Trevisan si può considerare un pittore concettuale e al contempo un pittore sociale, un pittore della collettività, di cui sente l’urgenza e il peso del necessario e indispensabile cambiamento. E proprio in virtù di questa “vocazione e missione sociale”, la sua pittura diventa di rimando dimostrazione di spiccata sensibilità e di propensione spontanea e diretta alla sincerità più autentica e svincolata da convenzioni e stereotipi. Le sue opere sono anche atti e gesti di denuncia fatta in prima persona, di simbolica protesta sociale, di cui si rende protagonista e promotore, con un tam tam da diffondere e propagare con crescente progressione.

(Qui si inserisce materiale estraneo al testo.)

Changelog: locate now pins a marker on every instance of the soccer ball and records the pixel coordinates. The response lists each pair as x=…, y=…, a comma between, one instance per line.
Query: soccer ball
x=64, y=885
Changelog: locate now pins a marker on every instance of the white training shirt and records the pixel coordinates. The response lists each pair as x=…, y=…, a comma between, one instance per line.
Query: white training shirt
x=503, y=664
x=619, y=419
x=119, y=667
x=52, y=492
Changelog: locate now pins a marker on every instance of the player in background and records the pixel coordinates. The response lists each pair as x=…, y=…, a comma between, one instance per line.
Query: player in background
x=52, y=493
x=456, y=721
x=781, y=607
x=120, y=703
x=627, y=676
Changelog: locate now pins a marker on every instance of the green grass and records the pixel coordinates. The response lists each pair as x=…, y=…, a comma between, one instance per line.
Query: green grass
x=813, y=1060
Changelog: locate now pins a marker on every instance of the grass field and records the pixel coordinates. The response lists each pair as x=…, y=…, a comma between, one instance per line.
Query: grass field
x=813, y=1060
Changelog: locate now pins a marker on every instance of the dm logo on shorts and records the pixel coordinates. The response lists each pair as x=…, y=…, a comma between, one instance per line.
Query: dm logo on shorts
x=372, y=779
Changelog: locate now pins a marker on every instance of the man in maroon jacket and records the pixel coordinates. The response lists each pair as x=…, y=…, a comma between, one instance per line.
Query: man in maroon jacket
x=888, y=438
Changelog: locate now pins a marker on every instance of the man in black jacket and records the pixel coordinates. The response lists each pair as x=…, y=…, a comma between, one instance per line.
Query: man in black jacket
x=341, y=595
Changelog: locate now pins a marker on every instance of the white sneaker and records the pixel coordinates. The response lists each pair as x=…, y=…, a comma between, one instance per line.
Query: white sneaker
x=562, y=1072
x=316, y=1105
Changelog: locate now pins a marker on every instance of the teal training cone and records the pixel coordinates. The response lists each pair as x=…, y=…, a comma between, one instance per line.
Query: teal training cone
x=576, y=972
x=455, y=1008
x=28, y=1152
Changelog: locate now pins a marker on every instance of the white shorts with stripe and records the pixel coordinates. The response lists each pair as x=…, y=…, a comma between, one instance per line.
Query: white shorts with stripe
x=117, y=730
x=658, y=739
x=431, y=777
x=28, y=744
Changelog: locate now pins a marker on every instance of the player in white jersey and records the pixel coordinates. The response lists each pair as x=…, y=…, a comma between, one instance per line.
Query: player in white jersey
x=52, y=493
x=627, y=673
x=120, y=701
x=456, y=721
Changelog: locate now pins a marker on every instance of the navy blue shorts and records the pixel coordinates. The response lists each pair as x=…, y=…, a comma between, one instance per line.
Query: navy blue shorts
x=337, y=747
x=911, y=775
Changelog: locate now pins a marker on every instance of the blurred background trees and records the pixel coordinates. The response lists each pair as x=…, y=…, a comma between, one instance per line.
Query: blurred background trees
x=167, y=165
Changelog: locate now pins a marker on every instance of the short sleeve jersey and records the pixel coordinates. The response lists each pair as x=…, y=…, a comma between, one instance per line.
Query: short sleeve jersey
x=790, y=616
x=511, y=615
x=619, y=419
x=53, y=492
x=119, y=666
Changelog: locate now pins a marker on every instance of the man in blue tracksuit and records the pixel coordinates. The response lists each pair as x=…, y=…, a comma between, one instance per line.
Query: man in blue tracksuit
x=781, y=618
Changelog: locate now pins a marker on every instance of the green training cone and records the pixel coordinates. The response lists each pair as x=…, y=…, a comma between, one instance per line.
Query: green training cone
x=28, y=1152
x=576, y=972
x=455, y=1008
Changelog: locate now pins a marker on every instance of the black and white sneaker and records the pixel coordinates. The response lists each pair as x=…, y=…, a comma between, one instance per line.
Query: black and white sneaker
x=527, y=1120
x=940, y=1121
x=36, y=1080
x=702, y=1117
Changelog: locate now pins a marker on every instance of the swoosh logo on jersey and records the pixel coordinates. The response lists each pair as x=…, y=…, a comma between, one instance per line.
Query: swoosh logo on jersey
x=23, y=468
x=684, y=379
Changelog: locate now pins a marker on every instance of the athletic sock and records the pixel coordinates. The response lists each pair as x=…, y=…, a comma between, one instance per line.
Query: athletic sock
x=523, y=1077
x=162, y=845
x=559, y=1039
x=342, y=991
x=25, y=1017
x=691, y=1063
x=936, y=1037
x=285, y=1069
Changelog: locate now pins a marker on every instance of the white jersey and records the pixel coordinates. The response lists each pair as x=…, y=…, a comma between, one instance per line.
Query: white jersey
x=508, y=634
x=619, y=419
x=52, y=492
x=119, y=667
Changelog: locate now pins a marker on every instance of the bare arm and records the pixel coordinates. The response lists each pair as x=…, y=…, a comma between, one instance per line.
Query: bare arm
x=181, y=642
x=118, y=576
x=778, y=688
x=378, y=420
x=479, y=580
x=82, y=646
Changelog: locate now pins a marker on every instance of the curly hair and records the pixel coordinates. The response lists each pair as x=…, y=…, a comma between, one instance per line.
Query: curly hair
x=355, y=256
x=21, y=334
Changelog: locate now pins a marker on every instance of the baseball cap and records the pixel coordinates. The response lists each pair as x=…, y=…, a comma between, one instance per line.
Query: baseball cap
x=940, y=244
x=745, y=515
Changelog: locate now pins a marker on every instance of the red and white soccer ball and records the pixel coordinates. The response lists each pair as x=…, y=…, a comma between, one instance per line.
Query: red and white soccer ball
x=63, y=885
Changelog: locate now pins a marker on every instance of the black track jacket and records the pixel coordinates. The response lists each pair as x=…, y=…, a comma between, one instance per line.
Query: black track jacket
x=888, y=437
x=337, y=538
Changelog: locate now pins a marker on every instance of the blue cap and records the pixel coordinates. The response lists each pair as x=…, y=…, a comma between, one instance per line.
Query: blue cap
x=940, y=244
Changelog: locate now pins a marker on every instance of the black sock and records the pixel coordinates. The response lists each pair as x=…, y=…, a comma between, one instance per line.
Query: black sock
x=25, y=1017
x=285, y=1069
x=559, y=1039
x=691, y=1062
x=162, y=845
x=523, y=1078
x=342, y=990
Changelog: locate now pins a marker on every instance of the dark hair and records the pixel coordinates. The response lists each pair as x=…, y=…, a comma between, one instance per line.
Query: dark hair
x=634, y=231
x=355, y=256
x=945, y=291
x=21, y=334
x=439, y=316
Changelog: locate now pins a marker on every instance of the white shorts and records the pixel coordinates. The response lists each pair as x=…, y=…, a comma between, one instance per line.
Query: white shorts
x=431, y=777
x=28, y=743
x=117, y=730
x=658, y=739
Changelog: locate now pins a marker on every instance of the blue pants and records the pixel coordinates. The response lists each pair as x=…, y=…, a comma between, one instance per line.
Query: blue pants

Nell’individuare gli aspetti salienti della sua ispirazione creativa, è stato rilevato: “Il suo pensiero, traslato nella pittura, conserva e custodisce le percezioni più celate e recondite e si trasforma in sentimento e slancio propulsivo, nell’urgenza di comunicare e condividere con il fruitore una formula di linguaggio sociale intensamente coinvolgente, che possa fungere da filo conduttore, ponte di congiunzione e da motore trainante, per esortare e spronare a recepire e comprendere gli importanti messaggi e significati, di cui si rende convinto sostenitore  portavoce e accorato divulgatore“.